Hoje, gostaria de falar sobre O Gato Preto, um conto apoiado em acontecimentos sobrenaturais. Poe tinha toda uma intenção quando resolveu colocar um gato preto em sua história. Por que não poderia ter sido um cachorro? Ou então por que ele não poderia ser pardo? Por que justamente um gato e por que preto? Quanto ao nome, por que Plutão e não qualquer outro que tanto vemos por aí? [Por exemplo, o nome do gatinho de meu aluno é Miséria].

Comecemos pelo clássico “era uma vez”.

Era uma vez um homem bondoso que se casou com uma mulher igualmente bondosa. O casal, que sempre gostou de animais, possuía vários bichinhos e, em especial, um gato preto chamado Plutão. Tempo vai, tempo vem, aquele homem começou a sustentar o vício do álcool, que tornou seu temperamento agressivo e abusivo. Certa noite ele chegou bêbado em casa e percebeu que Plutão estava evitando-o. Irritado, o homem puxou o gato, que o mordeu. Pegando um canivete, o homem arrancou um olho do pobre Plutão e, dias se passaram, o gato estava recuperado do ferimento, mas o homem estava com a consciência deteriorada. Numa tentativa de pôr um fim à sua culpa, ele passou um laço ao redor do pescoço de Plutão e o enforcou em uma árvore do jardim.

A vida daquele homem não foi mais a mesma. Um incêndio seguiu-se, consumindo toda a casa, exceto uma única parede, que ficou marcada com a imagem de um gato pendurado numa forca. Semanas depois o homem encontrou outro gato, parecido com Plutão, e decidiu adotá-lo numa tentativa de, talvez, se redimir pelo seu crime. Mas não demorou muito e o novo gatinho se tornou alvo da ira daquele homem.
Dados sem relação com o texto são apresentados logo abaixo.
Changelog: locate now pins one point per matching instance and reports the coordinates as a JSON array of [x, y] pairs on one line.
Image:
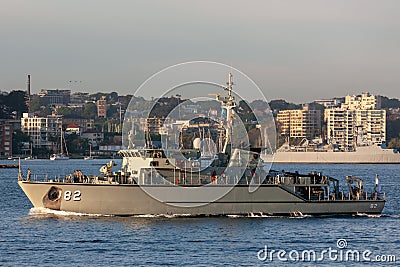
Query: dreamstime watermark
[[340, 253]]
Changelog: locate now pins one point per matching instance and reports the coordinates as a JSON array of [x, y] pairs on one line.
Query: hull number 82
[[75, 196]]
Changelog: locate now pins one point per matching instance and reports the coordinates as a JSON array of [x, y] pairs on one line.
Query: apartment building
[[300, 123], [363, 101], [102, 107], [43, 131], [340, 128], [6, 131], [365, 122]]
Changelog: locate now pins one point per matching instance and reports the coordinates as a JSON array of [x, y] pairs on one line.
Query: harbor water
[[32, 237]]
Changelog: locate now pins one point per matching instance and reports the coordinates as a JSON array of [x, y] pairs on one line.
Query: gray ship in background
[[233, 181]]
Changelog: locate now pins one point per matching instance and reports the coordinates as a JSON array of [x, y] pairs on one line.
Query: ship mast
[[228, 103]]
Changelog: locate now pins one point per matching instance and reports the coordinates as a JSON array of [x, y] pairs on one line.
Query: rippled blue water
[[50, 240]]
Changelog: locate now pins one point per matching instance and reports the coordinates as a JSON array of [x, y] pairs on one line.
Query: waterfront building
[[102, 107], [84, 124], [330, 103], [94, 137], [55, 97], [6, 131], [363, 101], [300, 123], [365, 120], [340, 128], [43, 131], [371, 126]]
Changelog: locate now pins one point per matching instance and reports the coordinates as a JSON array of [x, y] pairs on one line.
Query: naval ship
[[233, 181]]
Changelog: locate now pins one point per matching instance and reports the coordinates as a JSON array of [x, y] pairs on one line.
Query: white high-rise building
[[365, 122], [340, 128], [300, 123], [363, 101], [43, 131]]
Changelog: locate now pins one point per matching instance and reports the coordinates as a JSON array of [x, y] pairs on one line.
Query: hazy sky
[[296, 50]]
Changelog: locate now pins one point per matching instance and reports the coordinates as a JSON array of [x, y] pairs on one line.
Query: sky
[[294, 50]]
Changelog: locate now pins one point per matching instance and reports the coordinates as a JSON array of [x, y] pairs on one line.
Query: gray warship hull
[[127, 200]]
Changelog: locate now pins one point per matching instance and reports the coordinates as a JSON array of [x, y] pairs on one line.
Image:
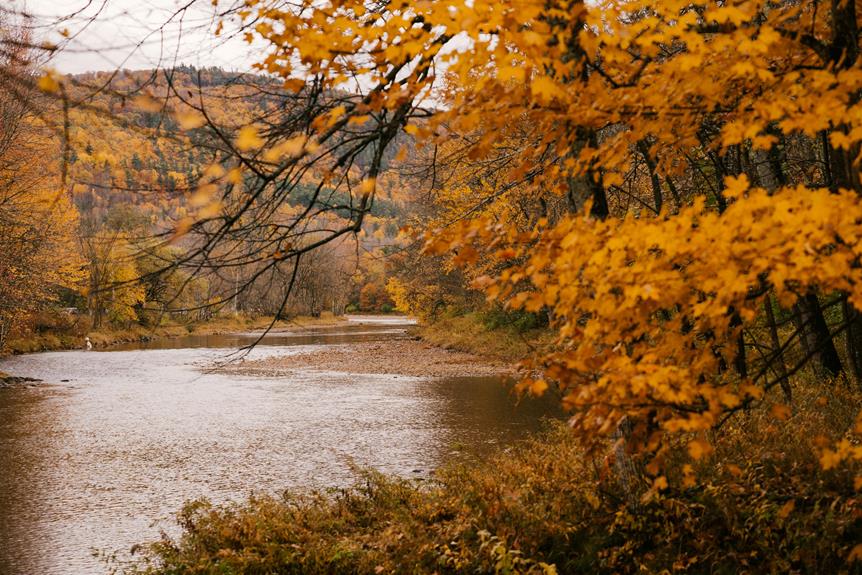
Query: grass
[[760, 504], [61, 335], [474, 333]]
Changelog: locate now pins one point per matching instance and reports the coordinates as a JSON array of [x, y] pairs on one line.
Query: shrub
[[544, 507]]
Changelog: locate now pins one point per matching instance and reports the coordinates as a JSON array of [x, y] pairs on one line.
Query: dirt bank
[[402, 357]]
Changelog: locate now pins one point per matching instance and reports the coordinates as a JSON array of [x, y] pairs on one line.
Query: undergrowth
[[760, 503]]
A gota d’água foi quando, numa tentativa de agradar o dono, o gatinho passou entre as pernas do homem, quase o fazendo tropeçar. Novamente tomado pela fúria, o homem pegou um machado para matar o animal, mas a esposa o impediu. Tamanha fora a ousadia da mulher, o homem decidiu castigá-la e feriu o machado no crânio dela, matando-a sem remorso. Agora, algo precisava ser feito com o corpo…

Que tal você ler o conto do Poe e descobrir o final? Recontar é muito diferente de ler o original – e, preciso admitir, Edgar Allan Poe foi um grande escritor.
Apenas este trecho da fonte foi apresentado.